Are you now or have you ever been addicted to computer solitaire? I certainly have been, especially when in the throes of clinical depression. I wrote this poem about my favorite game, Spider, and B.F. Skinner’s “Human Behavior” course at Harvard several years ago, before my books were published, when I was temporarily off Zoloft. I still have occasional relapses, but they’re few and far between. Blogging seems to be an excellent antidote to this solitary addiction.
Skinner’s Last Laugh
I’m trapped again before this green computer screen.
The silken strands of Spider smother me,
engulf me in a mindless mush cocoon.
One win, I told myself – no more.
I’ll log on while my husband’s out – he’ll never know.
Now, half a dozen losses later, I’m still here,
forefinger on the mouse, stomach clenched.
The acid of self-loathing eats away my core,
erodes the creativity I used to prize.
My mind trips back in time.
I see a basement laboratory, low-ceilinged,
beneath the Harvard Yard well over forty years ago
when I, a sophomore Cliffie, braces barely off my teeth,
hunkered down at B.F. Skinner’s teaching machine.
A quaint, enormous turntable, a huge bronzed disc,
that called to mind the earliest Victrola.
A skinny rectangle of a window that doled out praise in tiny type
when I punched in the one correct answer. Guess wrong,
you had to try again ad infinitum. Conform, or fail the course.
Nat Sci 114, the catalog called it. Human Behavior.
Run the maze correctly, get an A. Positive reinforcement,
the Skinner gospel. We, the young lab rats,
laughed furtively behind the mad professor’s back.
So primitive, we thought, this pathetic stab at thought control.
Machines will never tame the human spirit.
Free thought rules.
I see him grinning down today, that mad professor.
His wiry grey hair, his horn-rimmed glasses, his skeletal smile.
The literate world’s a virtual Skinner box.
I’m one of countless millions clicking on that mouse,
running the maze that turns my mind to mush.

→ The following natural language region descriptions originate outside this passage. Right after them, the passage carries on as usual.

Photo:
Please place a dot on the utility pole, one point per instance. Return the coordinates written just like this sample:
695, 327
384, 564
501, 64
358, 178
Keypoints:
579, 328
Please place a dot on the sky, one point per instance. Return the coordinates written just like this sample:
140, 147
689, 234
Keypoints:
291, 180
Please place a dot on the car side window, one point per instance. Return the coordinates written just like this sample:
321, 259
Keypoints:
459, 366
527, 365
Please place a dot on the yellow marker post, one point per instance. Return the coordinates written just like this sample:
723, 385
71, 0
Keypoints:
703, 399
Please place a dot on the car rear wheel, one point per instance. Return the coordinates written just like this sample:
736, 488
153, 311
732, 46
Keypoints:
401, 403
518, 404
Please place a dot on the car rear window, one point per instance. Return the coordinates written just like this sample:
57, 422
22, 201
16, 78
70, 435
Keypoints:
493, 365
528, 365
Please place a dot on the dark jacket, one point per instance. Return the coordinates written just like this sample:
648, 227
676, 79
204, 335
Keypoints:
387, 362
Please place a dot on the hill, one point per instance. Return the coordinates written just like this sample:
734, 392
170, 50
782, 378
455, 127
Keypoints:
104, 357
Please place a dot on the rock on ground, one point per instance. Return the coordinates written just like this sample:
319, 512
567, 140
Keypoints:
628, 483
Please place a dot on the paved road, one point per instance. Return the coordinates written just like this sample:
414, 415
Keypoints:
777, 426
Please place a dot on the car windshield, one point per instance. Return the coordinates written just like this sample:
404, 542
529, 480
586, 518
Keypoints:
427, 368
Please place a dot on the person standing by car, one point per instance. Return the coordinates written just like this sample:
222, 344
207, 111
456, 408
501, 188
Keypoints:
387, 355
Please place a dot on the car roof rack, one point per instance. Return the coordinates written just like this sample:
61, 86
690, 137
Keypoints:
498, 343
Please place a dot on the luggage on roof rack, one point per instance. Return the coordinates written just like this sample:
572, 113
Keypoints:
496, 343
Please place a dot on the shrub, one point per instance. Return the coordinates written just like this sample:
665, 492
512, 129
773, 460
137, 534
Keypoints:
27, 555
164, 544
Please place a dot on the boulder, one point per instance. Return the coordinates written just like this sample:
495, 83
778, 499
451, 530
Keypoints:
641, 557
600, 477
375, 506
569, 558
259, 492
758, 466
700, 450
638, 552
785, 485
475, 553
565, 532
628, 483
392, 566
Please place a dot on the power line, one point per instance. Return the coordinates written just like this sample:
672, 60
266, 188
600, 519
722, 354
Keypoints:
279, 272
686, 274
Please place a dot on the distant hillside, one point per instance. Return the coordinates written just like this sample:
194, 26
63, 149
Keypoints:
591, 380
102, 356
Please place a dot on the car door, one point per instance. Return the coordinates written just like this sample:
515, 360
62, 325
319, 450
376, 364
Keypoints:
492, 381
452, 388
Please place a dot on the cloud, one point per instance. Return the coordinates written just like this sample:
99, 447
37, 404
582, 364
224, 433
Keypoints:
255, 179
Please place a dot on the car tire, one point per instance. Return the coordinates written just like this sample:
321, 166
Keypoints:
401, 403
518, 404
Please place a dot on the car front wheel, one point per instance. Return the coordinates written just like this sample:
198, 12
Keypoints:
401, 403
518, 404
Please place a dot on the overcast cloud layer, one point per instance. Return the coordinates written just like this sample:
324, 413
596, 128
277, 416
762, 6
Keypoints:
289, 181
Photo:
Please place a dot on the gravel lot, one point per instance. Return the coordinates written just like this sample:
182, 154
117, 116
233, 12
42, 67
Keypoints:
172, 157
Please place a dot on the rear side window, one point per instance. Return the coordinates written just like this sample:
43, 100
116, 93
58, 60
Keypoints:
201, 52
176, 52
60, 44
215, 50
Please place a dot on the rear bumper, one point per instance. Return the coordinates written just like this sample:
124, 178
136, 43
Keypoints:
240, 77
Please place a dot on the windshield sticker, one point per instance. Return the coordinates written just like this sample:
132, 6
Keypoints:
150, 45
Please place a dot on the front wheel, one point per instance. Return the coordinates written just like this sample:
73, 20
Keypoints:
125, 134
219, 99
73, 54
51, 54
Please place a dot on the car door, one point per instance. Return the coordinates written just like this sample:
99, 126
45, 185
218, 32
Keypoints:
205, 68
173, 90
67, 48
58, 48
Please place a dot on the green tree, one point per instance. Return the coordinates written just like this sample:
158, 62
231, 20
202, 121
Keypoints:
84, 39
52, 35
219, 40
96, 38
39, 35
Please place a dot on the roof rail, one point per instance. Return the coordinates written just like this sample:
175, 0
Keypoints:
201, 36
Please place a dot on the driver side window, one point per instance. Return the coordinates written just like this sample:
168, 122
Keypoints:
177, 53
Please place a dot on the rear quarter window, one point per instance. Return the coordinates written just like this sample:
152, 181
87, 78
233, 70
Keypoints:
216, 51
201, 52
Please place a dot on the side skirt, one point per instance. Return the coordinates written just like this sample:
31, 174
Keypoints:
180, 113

The machine’s more elegant, the graphics splendid.
The cards click crisply. When the final suit cascades into place,
electric trumpets blare, and fireworks explode.

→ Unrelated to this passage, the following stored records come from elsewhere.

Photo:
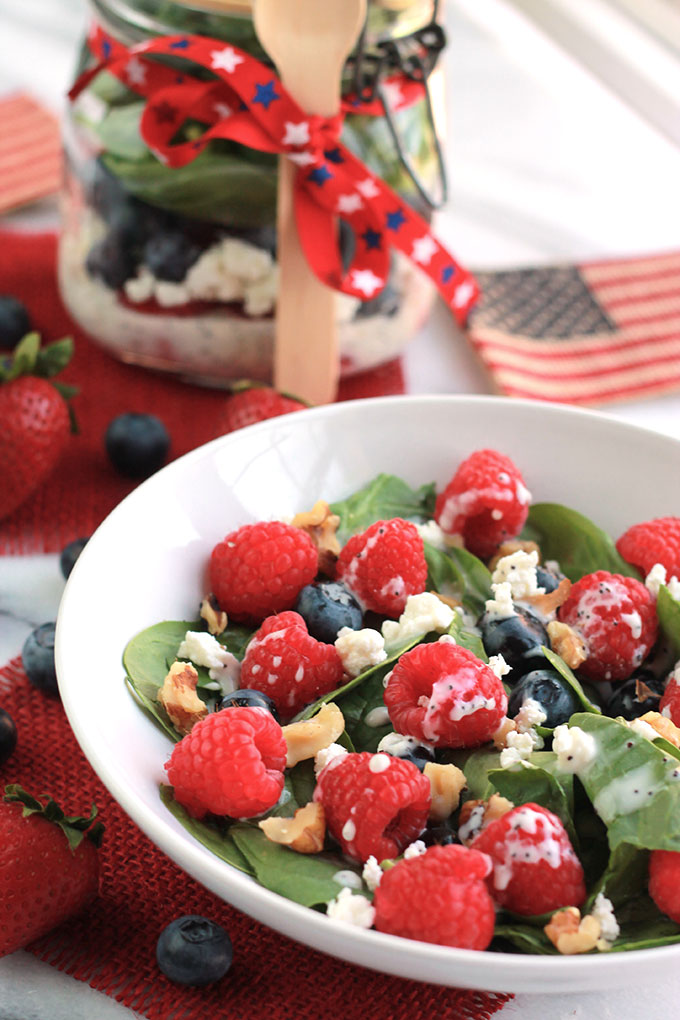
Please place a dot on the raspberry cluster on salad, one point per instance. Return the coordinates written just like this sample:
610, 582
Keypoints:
453, 716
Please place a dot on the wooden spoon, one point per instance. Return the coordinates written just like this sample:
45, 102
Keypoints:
309, 41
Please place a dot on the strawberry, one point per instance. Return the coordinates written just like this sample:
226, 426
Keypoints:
251, 403
35, 418
49, 867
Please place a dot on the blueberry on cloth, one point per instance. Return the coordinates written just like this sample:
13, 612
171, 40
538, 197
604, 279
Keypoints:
517, 639
14, 321
326, 608
547, 689
169, 255
137, 444
247, 698
7, 735
69, 554
38, 658
193, 950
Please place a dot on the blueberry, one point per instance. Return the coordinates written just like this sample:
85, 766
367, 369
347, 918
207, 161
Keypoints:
14, 321
194, 951
169, 255
249, 699
553, 694
111, 260
38, 658
7, 735
631, 700
326, 608
137, 444
69, 554
517, 639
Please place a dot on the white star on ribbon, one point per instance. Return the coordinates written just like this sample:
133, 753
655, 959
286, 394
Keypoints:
463, 294
423, 249
226, 59
136, 72
296, 134
350, 203
302, 158
366, 282
368, 188
393, 93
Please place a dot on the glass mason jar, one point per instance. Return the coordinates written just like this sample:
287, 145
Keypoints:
175, 269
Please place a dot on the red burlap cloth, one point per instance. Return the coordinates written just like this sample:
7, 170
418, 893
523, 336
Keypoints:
85, 488
112, 946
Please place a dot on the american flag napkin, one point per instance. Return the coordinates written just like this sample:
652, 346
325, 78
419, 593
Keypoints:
30, 152
590, 334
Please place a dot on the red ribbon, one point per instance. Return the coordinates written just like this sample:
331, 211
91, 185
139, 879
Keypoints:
247, 103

“You’ve won!” the screen proclaims in garish orange
that segues to magenta.
Somewhere Professor Skinner laughs in glee.
His thought-control experiment’s gone global, run amuck,
beyond his wildest dreams. And we, who used to dream,
crawl mindless through the maze.
© Julie Lomoe
I did some online research awhile back, and learned that addiction to computer games has become a recognized clinical phenomenon. Fortunately I never got into interactive online gaming – like heroin, it’s something I’d never dare try, for fear of becoming fatally addicted. Social networking has some of the same alluring properties. Logging onto Facebook for the first time in a few days, I felt a definite rush. I like to think I’ve got it under control, but maybe I’m just in denial.
What about you? Have you ever been dangerously addicted to computer games? When did you hit bottom, and how did you recover?